Budget option: Gemma 3 27B QAT fits in just 14.1GB at INT4, leaving 10GB free for context or running other models alongside it. The benchmarks are lower than Qwen, but the multimodal capabilities (it handles images too) and generous context headroom make it uniquely versatile at this tier.

For all use cases at this level, see our 24GB VRAM complete guide.

32GB VRAM {#32gb}

GPUs: RTX 5090

The new frontier. 32GB opens up high-quant 32B models, comfortable 70B at aggressive quantization, and MoE monsters. The RTX 5090 delivers 60-80% faster AI performance than the 4090, with roughly 213 tok/s average inference speed.

Candidates

ModelParamsQuantVRAM UsedMMLUKey ScoreSpeed (RTX 5090)
Qwen 3 30B MoE30B (MoE)Q8_0~28 GB-highest quality MoE~320 tok/s
Qwen 3 32B32BQ6_K~28 GB83.6near-lossless~55 tok/s
EXAONE 4.0 32B32BQ6_K~28 GB92.3 (Redux)frontier-class~50 tok/s
Llama 3.3 70B70BQ3_K_M~32 GB83.680.5 HumanEval~20 tok/s

Winner: Qwen 3 30B MoE at Q8_0

With 32GB, you can run the MoE model at Q8_0 - nearly lossless quantization - while still having headroom. Estimated speed around 320 tok/s on the RTX 5090. That’s cloud-API-fast with zero latency, zero cost per query, and zero data leaving your machine.

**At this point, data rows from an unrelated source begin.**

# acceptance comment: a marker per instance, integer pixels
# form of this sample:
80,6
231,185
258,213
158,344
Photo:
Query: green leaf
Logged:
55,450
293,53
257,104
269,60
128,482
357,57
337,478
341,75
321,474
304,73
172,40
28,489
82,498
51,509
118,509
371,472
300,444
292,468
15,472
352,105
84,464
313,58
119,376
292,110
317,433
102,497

Quality ceiling: Qwen 3 32B or EXAONE 4.0 32B at Q6_K quantization. At this level, quantization artifacts are essentially imperceptible. You’re getting the full quality these models can offer. The EXAONE 4.0’s 92.3 MMLU-Redux score puts it in the same conversation as GPT-4-class models.

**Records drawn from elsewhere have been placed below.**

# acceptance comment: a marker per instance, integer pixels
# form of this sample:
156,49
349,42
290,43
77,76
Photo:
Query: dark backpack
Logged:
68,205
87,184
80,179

Reach pick: Llama 3.3 70B at Q3_K_M squeezes into 32GB. The quantization is aggressive and costs 3-5 MMLU points, but you get a 70B model on a single GPU. At ~20 tok/s it’s not fast, but for complex analysis tasks where you want maximum reasoning depth, it’s an option no other consumer GPU can match.

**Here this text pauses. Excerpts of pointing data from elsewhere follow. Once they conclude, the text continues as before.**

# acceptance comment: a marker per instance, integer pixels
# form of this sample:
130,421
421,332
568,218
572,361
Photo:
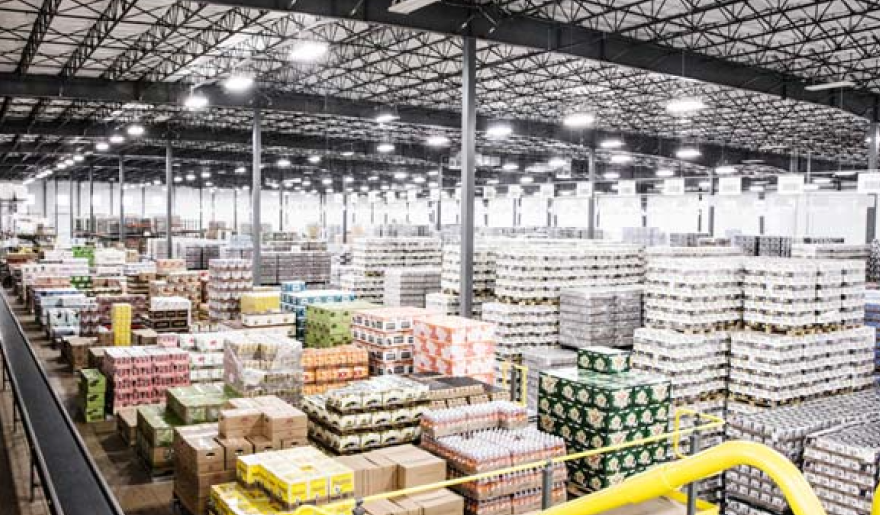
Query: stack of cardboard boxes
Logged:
207,454
91,395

What about Llama 4 Scout? The MoE architecture (17B active from 109B total) technically has the compute requirements of a small model, but the full weight footprint after quantization still needs 48GB+ for reasonable performance. On a single 32GB card with aggressive quantization, expect 2-3 tok/s - not practical for chat.

For all use cases at this level, see our 32GB VRAM complete guide.

Cross-Tier Summary

TierBest PickRunner-UpValue PickSpeed Champion
8GBQwen 3.5 9BQwen 3 8BGemma 3 4B QATPhi-4-mini (70+ tok/s)
12GBQwen 3 14BDeepSeek-R1 14BQwen 3.5 9BQwen 3.5 9B (~55 tok/s)
16GBGPT-OSS 20BQwen 3 14B (Q5)Gemma 3 12B QATGPT-OSS 20B (~140 tok/s)
24GBQwen 3 30B MoEQwen 3 32BGemma 3 27B QATQwen 3 30B MoE (196 tok/s)
32GBQwen 3 30B MoE Q8EXAONE 4.0 32B Q6Qwen 3 32B Q6Qwen 3 30B MoE (~320 tok/s)

Quick Start

Every model listed above runs through Ollama. Install it, pull a model, and start chatting:

# Install Ollama
curl -fsSL https://ollama.com/install.sh | sh

# Pick your model (choose based on your VRAM tier above)
ollama pull qwen3.5:9b          # 8GB tier
ollama pull qwen3:14b           # 12GB tier
ollama pull gpt-oss:20b         # 16GB tier
ollama pull qwen3:30b-a3b       # 24GB tier (MoE)

# Start chatting
ollama run qwen3.5:9b

For a ChatGPT-style web interface, pair Ollama with Open WebUI. We have a full setup guide that walks through the process.

What These Models Can’t Do

Local chat models have real limits compared to frontier cloud models like Claude, GPT-4.5, or Gemini 2.5 Pro:

  • Long, complex instructions - multi-step tasks with many constraints tend to fall apart below 32B parameters
  • Cutting-edge knowledge - these models were trained months ago, they don’t know about last week
  • Creative writing at scale - short-form is fine, novel-length coherence degrades
  • Reliable factual accuracy - they hallucinate, especially on obscure topics. Always verify claims.

The 32B models at high quantization come closest to closing the gap. But for now, local chat is best as a private, instant, free alternative for everyday conversations - not as a replacement for frontier models on hard tasks.